In lieu of an abstract, here is a brief excerpt of the content:

MLN 117.5 (2002) 1131-1134



[Access article in PDF]
David Wittenberg, Philosophy, Revision, Critique: Rereading Practices in Heidegger, Nietzsche, and Emerson. Stanford: Stanford University Press, 2001, 283 pages.

David Wittenberg's Philosophy, Revision, Critique is an intriguing venture into the rhetorical strategies of philosophical thought and interpretation. Without concealing its own indebtedness to these strategies, the book manages to convey the importance of a hypothesis that easily escapes our attention—that philosophy is revisionary in a way far more radical than anticipated even by the most adventurous branches of hermeneutics.

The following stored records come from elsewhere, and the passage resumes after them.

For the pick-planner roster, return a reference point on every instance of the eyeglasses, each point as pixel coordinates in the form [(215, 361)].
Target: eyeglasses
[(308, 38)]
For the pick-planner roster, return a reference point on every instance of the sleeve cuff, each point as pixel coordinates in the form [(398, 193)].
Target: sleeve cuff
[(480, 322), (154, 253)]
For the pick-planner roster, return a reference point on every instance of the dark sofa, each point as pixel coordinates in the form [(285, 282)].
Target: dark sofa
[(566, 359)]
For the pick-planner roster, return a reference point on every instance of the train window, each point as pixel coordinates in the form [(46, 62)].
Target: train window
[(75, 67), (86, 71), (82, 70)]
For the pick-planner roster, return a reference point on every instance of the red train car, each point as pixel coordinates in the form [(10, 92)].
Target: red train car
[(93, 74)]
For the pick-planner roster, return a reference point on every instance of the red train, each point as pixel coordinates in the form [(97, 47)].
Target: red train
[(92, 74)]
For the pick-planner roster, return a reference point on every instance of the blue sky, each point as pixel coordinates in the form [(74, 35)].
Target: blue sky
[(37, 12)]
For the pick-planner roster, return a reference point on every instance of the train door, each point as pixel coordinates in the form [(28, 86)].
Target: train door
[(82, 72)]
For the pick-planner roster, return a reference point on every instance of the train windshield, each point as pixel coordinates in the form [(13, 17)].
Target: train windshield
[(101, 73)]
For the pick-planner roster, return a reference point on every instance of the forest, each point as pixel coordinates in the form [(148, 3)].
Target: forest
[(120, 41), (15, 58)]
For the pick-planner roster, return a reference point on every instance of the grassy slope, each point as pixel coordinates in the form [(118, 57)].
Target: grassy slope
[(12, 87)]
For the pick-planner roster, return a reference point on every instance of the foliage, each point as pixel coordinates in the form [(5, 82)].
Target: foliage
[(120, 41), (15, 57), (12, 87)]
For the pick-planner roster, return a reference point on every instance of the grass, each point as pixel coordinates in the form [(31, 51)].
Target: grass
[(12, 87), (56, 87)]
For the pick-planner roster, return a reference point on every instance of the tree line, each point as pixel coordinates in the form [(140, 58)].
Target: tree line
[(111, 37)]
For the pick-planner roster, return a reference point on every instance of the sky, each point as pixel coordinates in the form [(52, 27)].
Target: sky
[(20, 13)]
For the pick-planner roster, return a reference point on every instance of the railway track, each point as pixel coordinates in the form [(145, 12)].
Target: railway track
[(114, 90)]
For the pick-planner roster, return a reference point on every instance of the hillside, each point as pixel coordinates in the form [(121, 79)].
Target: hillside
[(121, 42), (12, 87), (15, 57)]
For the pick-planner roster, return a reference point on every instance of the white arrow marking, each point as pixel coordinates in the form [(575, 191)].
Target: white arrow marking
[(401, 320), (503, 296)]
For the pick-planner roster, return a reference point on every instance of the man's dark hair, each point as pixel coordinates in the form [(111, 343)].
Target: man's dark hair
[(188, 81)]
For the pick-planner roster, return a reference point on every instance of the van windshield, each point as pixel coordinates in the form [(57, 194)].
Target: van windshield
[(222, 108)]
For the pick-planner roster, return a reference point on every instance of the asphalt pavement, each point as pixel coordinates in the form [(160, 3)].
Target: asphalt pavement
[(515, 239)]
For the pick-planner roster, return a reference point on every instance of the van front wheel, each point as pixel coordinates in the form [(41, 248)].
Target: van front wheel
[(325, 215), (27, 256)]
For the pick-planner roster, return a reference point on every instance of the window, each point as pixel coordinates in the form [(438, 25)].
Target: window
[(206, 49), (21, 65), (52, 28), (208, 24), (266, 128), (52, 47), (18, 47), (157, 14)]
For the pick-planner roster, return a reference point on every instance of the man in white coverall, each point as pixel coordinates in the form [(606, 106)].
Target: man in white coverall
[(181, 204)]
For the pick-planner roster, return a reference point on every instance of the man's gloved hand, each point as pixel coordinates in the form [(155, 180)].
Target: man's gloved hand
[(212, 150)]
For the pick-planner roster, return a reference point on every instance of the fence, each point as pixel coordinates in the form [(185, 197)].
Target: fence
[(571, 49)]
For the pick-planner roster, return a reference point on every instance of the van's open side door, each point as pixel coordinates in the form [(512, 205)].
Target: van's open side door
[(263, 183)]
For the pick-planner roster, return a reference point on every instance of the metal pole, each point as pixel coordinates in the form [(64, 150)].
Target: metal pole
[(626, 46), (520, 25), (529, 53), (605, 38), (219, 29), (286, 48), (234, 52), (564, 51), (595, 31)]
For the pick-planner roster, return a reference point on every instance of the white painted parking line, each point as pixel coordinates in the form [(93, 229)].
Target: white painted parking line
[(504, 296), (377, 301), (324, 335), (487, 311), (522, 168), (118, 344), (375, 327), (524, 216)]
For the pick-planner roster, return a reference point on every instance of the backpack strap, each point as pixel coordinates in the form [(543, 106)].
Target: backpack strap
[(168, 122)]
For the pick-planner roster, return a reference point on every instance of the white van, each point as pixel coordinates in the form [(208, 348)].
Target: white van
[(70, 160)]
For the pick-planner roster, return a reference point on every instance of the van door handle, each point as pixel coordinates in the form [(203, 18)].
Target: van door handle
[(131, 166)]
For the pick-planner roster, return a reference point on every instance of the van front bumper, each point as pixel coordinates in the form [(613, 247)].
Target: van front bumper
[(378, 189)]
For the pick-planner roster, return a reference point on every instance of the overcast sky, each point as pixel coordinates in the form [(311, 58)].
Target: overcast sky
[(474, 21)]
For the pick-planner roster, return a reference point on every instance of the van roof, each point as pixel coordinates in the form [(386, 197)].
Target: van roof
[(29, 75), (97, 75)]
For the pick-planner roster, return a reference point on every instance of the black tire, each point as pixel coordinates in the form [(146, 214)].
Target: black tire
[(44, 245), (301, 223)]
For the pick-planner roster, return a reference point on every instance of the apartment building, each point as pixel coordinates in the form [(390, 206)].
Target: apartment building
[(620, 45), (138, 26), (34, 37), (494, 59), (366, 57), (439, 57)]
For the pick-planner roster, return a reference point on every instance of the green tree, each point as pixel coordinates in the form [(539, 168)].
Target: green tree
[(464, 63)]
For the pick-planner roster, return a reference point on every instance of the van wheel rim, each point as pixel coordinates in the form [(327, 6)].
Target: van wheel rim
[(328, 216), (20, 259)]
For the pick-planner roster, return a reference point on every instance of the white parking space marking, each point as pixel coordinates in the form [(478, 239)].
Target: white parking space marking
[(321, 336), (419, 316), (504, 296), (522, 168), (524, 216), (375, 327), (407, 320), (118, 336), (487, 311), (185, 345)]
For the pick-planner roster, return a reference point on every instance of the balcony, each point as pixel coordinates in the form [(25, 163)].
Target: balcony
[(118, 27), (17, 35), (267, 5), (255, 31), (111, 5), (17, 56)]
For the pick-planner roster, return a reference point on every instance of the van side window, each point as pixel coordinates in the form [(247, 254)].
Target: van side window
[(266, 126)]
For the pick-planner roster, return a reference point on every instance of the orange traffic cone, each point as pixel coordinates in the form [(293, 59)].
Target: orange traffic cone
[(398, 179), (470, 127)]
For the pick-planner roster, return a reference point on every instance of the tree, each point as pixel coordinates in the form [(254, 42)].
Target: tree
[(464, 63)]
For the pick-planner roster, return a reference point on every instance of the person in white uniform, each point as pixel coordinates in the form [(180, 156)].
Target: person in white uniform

Wittenberg bases his argument on two premises: first, philosophy is historical, in the sense of being conducted according to historically determined canons; and second, philosophy is textual, in the sense of being concerned with a body of written artifacts (2). Both premises owe a great deal to Hegel's philosophy, especially as it is played out in the Phenomenology of Spirit and the so-called Differenzschrift. When combined, however, they initiate a 'productive view of philosophical interpretation as [...] "paralipsis," or sideways-speaking of intellectual power' (8-9). Wittenberg's "productive view of philosophical interpretation," akin to the post-Hegelian strategies of Luce Irigaray and Paul de Man, is arresting on several fronts. Most importantly, it questions the myth of the solitary philosopher, and draws our attention to the everyday moods of philosophy—the way philosophy gossips, talks idle talk, and manipulates its [End Page 1131] social environment through rhetorical tropes. Calling attention to these moods may, perhaps paradoxically, make us even more appreciative of the philosophical institution.

There is nothing idle or gossipy about Philosophy, Revision, Critique. Instead, what Wittenberg wants to describe in phenomenological terms is how philosophers use each other as conversation-partners in an ongoing attempt to disclose hitherto concealed thoughts. Revision, Wittenberg suggests, precedes philosophical argumentation "proper" (9). It does not follow the laws of logical reasoning, nor is it subject to the kind of review that validates metaphysical truth. Instead, revision is a structural category of displacement in which the interpreter (i.e. the philosopher) gives new direction to the thought of her predecessors by negotiating the limits of the text in focus through the use of rhetorical tropes. In Wittenberg's words, revision 'is a historical or historicizing movement, an ongoing process of positioning and repositioning texts and textual implications with respect to one another' (14).

Wittenberg places Heidegger's monumental two-volume interpretation of Nietzsche at the center of his investigation into the phenomenology of revision. This choice is indeed fitting. While there are plenty of cases of revision to choose from (Derrida on Levinas, Deleuze on Spinoza, and Rawls on Kant—just to mention a few), Heidegger's rereading of Nietzsche stands out because of its special importance for the development of contemporary Continental philosophy.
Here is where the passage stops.